The Objective
Daniel Capó

Toma y lee

«Saber integrar la cultura escrita y el entorno digital es el único camino adelante. Quiero decir que el futuro exige más disciplina intelectual y no menos»

Opinión
Toma y lee

Ilustración de Alejandra Svriz.

Podría decirse que, cuando san Agustín escuchó la voz de un niño que le decía: «Toma y lee», empezó la edad de la lectura. Hablo, por supuesto, simbólicamente porque el prestigio de la lectura es anterior a la inolvidable imagen que nos proporciona el santo de Hipona en sus Confesiones. «Toma y lee» quiere decir que el hombre encuentra en las páginas de los libros las respuestas a sus más hondas inquietudes. Los monjes, que en la Edad Media salvaron Europa, practicaban diariamente la lectio divina, por medio de la cual escuchaban y meditaban atentamente las palabras de los textos sagrados. Las escuelas de traductores –del hebreo, del árabe, del latín o del griego– tendían puentes de significado entre diferentes culturas.

El Renacimiento más tarde supondría un redescubrimiento de los clásicos, a la vez que la imprenta impulsaba una revolución de la lectura, y Lutero y la Reforma protestante alfabetizaban a medio continente. Por último, la Ilustración, las bibliotecas públicas y la escolarización obligatoria transformaron por completo la sociedad occidental. Obreros y mujeres, campesinos y burgueses, todas las clases sociales empezaron a leer periódicos, monografías, novelas folletinescas… La historia de la humanidad pasaba, con estos nuevos lectores, del humanismo al liberalismo político y del capitalismo o el socialismo al desarrollo científico. La letra impresa enseñó a razonar, a clasificar, a debatir y a contraponer, a ensanchar la imaginación y a pensar más y mejor. La democracia parlamentaria y nuestra idea moderna de libertad no podrían concebirse sin la gran difusión que alcanzaron los libros.

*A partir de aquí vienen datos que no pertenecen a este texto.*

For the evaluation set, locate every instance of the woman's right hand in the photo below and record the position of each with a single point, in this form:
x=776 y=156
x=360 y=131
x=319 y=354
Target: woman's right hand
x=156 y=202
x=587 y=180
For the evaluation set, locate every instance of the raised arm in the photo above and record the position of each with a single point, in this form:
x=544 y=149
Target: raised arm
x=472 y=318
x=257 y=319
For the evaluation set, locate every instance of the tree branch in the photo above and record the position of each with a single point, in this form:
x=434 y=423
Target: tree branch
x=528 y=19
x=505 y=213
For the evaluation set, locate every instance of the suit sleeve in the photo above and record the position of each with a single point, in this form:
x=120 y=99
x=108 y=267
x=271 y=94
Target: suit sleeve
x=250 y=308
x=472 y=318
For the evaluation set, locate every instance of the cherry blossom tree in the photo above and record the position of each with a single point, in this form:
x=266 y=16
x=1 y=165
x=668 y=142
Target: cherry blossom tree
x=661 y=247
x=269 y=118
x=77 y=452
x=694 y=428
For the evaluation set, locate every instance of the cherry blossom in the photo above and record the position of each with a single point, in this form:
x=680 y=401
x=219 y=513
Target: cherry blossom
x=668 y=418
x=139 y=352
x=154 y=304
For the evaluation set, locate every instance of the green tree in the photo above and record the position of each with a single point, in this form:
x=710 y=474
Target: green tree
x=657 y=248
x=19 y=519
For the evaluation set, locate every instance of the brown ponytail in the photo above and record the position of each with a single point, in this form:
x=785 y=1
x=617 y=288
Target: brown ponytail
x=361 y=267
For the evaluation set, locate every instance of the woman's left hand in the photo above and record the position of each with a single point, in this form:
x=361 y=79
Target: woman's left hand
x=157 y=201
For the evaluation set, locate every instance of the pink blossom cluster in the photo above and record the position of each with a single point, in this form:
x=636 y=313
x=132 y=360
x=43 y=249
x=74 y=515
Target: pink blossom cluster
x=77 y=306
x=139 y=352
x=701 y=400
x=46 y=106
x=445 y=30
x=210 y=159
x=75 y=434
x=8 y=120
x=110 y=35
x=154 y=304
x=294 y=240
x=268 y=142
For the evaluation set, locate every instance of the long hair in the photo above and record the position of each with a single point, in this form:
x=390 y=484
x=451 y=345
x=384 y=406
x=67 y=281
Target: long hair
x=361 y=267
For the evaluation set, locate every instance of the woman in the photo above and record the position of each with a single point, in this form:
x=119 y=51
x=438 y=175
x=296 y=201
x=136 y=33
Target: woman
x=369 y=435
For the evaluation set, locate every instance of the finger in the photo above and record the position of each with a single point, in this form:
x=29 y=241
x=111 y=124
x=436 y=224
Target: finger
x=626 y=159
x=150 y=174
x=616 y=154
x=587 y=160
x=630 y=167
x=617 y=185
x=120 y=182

«La complejidad de los textos se ha desplomado a la par que los índices de comprensión»

Hoy, sin embargo, asistimos al final de esta etapa de un modo quizás imprevisto. Con Orwell –nos recuerda James Marriott–, creíamos que el gran riesgo de la humanidad era la censura (un peligro no menor, desde luego, como hemos podido comprobar con la ideología woke), pero no ha sido así del todo. Hay otro desafío de mayor envergadura: el planteado por la tecnología de la información y por las redes sociales, que no conducen sino a la apatía y a la indiferencia. ¿Para qué leer cuando la cultura de TikTok o de los shorts activa sin esfuerzo alguno esos circuitos de gratificación inmediata que alimentan nuestros picos de dopamina?

Es posible, como indican algunas encuestas, que los adolescentes y los jóvenes de hoy lean más que los de hace 30 años, pero –con el móvil como máquina de dispersión– la complejidad de los textos se ha desplomado a la par que los índices de comprensión. El resultado es un declive cognitivo asociado a la pérdida de una determinada forma de conciencia. La lectura lenta –sello y garante de la lectura profunda– nos dotaba de herramientas intelectuales que nos permitían articular matices y elaborar ideas y sentimientos. Frente a la barbarie de lo inmediato, se alzaba la reflexión distanciada del pensamiento: una forma de civilización que no se somete fácilmente a la manipulación emocional ni al histerismo de las masas embrutecidas por los demagogos.

Ahora bien, la nostalgia no nos conduce a ningún lugar. Esto es sabido. Como tampoco hay vuelta atrás: el mundo digital ha llegado para quedarse. Hay encuestas que nos dicen que la mayoría de ciudadanos pasan entre siete y nueve horas diarias frente a una pantalla. Quizás más si tenemos en cuenta el tiempo que dedicamos al ordenador en el trabajo. Saber integrar la cultura escrita y el entorno digital es el único camino adelante. Quiero decir que el futuro exige más disciplina intelectual y no menos.

Es la vía que han adoptado países como Singapur, con su énfasis en construir una «nación de lectores» y, por lo general, los países asiáticos, conscientes de que el futuro no se puede ganar dando la espalda a esa gran revolución que supuso la lectura. «Tolle, lege» (toma y lee) es el adagio central de la cultura y de la educación. Preservar espacios –la escuela, por ejemplo– para poder garantizar su supervivencia me parece esencial si queremos evitar que, en un futuro próximo, se ensombrezca el rostro de la humanidad.